È proprio il termine “abuso di autorità” che mi ha prodotto un moto di ribellione. E, quindi, la considerazione ironica di come gli abusi (ove eventualmente ci fossero) vengono rilevati e denunciati dai banchi e non dalle cattedre. Perché sono queste, oggi, che subiscono abusi di ogni genere provenienti da più direzioni e da più livelli. Sono le cattedre, strattonate e mortificate da nuove generazioni di legislatori e di “sceriffi” senza la colt 45, a sottostare alle nevrotiche elucubrazioni normative fatte di illogiche impercettibili differenze, di sfumature pretestuose, di trappole disseminate qua e là, a confronto delle quali i bizantini sarebbero, a dir meno, impalliditi.

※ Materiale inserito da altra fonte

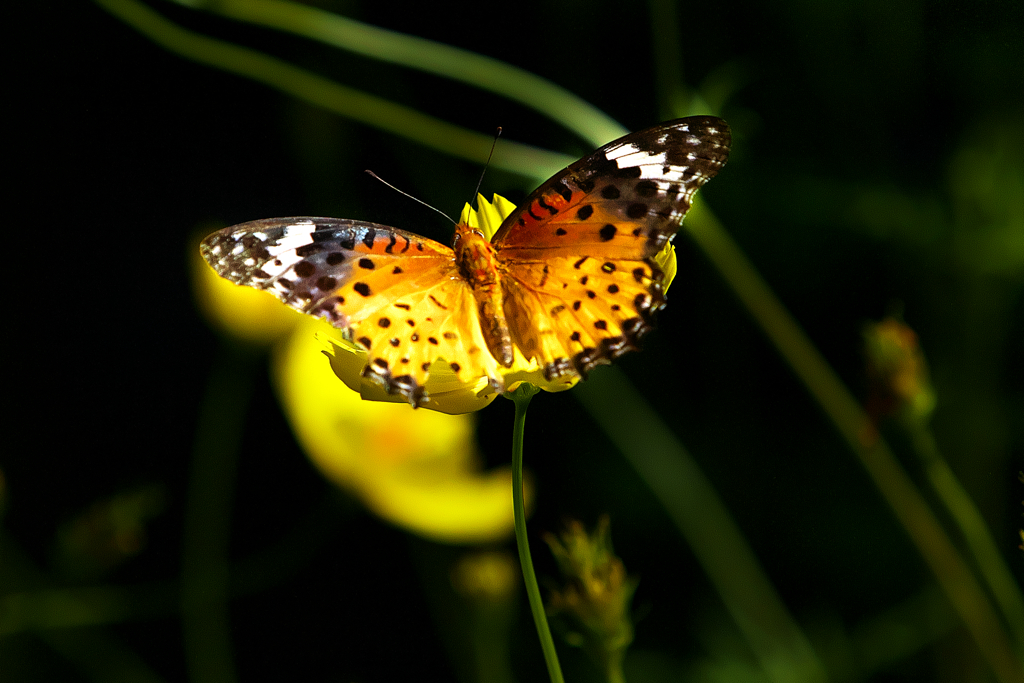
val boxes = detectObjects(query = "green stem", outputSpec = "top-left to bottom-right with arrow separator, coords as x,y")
906,419 -> 1024,658
505,382 -> 564,683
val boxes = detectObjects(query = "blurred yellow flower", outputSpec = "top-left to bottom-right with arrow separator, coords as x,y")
191,237 -> 528,543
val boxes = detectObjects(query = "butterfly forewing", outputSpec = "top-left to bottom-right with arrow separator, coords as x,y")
494,117 -> 730,385
493,117 -> 731,261
202,117 -> 730,405
201,217 -> 500,404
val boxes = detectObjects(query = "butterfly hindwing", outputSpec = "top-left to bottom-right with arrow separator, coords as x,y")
201,117 -> 730,405
201,217 -> 500,404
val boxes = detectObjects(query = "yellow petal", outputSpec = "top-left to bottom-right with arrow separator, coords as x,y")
274,322 -> 520,543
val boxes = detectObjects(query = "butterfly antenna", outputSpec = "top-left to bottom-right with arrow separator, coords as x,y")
469,126 -> 502,206
367,169 -> 458,225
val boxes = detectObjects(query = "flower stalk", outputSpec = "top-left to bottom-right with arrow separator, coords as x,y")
505,382 -> 565,683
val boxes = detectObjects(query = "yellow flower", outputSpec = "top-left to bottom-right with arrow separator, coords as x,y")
273,321 -> 528,543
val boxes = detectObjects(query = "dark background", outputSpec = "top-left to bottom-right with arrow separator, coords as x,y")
0,0 -> 1024,681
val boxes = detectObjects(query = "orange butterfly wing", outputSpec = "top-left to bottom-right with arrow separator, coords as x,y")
201,117 -> 729,405
492,117 -> 731,380
201,217 -> 501,405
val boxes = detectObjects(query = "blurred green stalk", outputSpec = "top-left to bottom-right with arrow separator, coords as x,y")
905,420 -> 1024,659
684,202 -> 1024,683
165,0 -> 627,148
95,0 -> 575,178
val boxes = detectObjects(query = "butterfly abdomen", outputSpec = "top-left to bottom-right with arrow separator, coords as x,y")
453,223 -> 514,368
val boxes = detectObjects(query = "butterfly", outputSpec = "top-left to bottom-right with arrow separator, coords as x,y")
201,116 -> 731,407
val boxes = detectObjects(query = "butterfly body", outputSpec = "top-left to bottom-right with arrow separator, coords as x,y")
201,117 -> 730,405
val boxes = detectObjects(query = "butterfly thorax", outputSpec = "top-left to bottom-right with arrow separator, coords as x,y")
452,223 -> 512,368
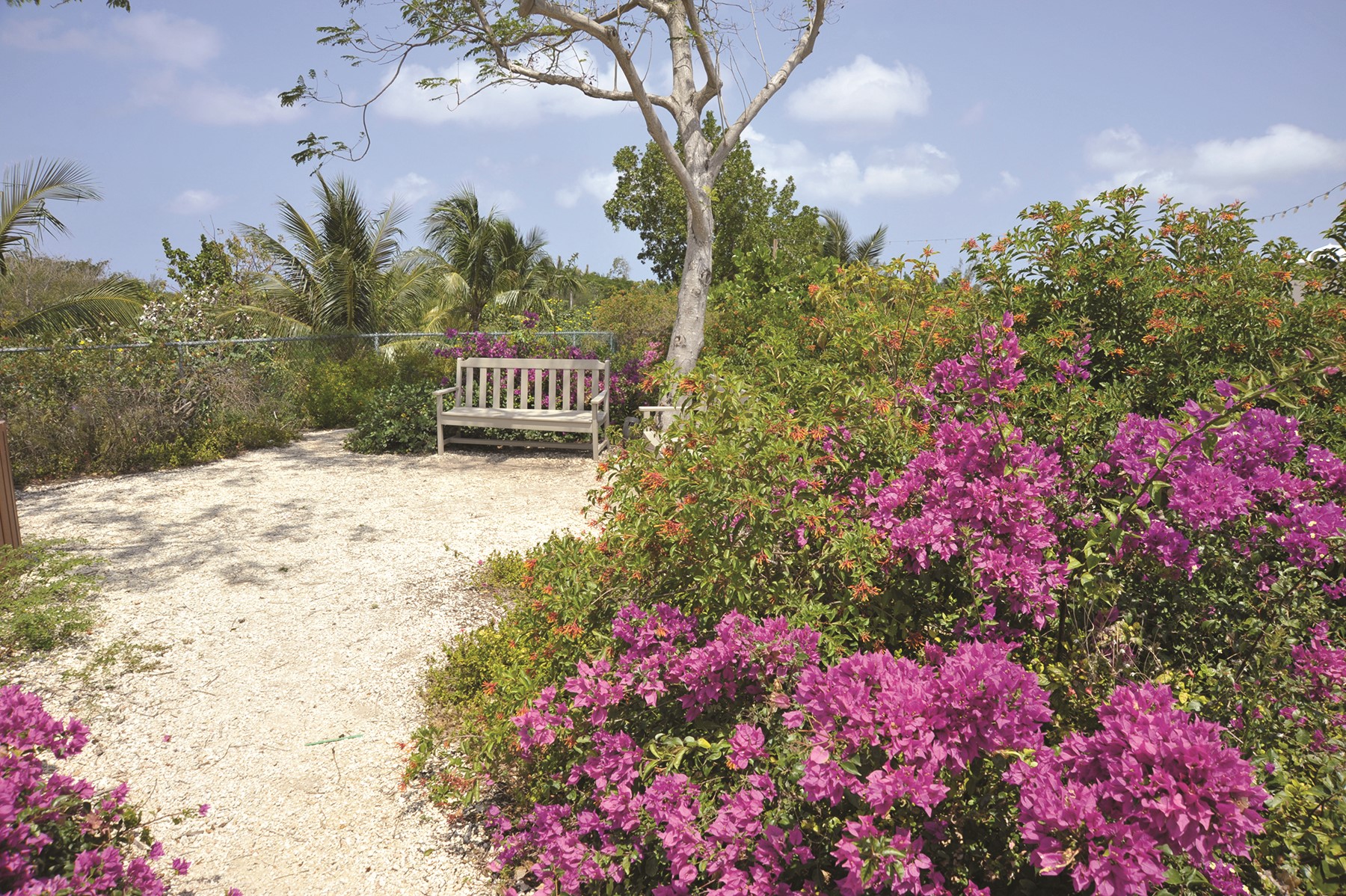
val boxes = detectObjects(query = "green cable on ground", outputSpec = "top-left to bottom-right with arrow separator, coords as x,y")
304,734 -> 363,746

Emuli di Dedalo, ma senza averne la scienza e la capacità progettuale, legiferano per labirinti concettuali e territoriali, neutralizzando con cattiveria l’efficacia di qualsiasi filo di Arianna per venirne fuori. Il territorio nazionale prima, e poi le regioni, le provincie ed i singoli istituti scolastici, vengono scambiati per la piazza di Marostica in un gioco degli scacchi eseguito ignorando le regole fondamentali che stanno alla base del rispetto della persona, che spesso viene deprivata della propria dignità come un qualsiasi risparmiatore cui si nega il proprio denaro a seguito del fallimento di una banca.

Come si può pensare di restituire autorevolezza ad una istituzione come la scuola che per prima, anche se in senso figurato, fa macelleria umana pietosamente coperta col beneficio dell’assunzione? È quando la nave fa acqua da tutte le parti che si cerca di tappare le falle con il primo arnese che ci si trova davanti: stracci, elementi di risulta, oggetti di qualsiasi forma e colore considerati multivalenti e quindi utili in ogni stagione.

Ma le falle nelle casse del governo non le tappa nessuno. L’alimento principe per la sopravvivenza di qualsiasi istituzione si perde a vista d’occhio in mille rivoli che portano lontano da queste. E la scuola è una istituzione che soffre la fame.  E, come tutti i mendicanti, tende la mano inutilmente. È per questo che perde autorevolezza, sbiadisce in immagine, subisce lo scherno ingiusto di chi dovrebbe alimentarla.

Pretestuosamente, viene invitata a dimagrire (leggi maturità di quattro anni, non più di cinque) forse per non soverchiare di eccessivo carico i solai che crollano.

Il sapere si contrae, le competenze disciplinari si configurano diversamente fino a tradursi in abilità pratiche, le note culturali si assottigliano temendo che diventino palle al piede per carriere politiche di rilievo, le professionalità si svuotano per contingenze spesso imprevedibili, le retribuzioni fanno invidia alle più crudeli vignette umoristiche. E c’è tanto, tanto di più. Il Potere lo vuole!

Com’è, dunque, che l’abuso di potere si configura nella minaccia di una bocciatura e non nella proditorietà di chi la scuola l’ha già bocciata?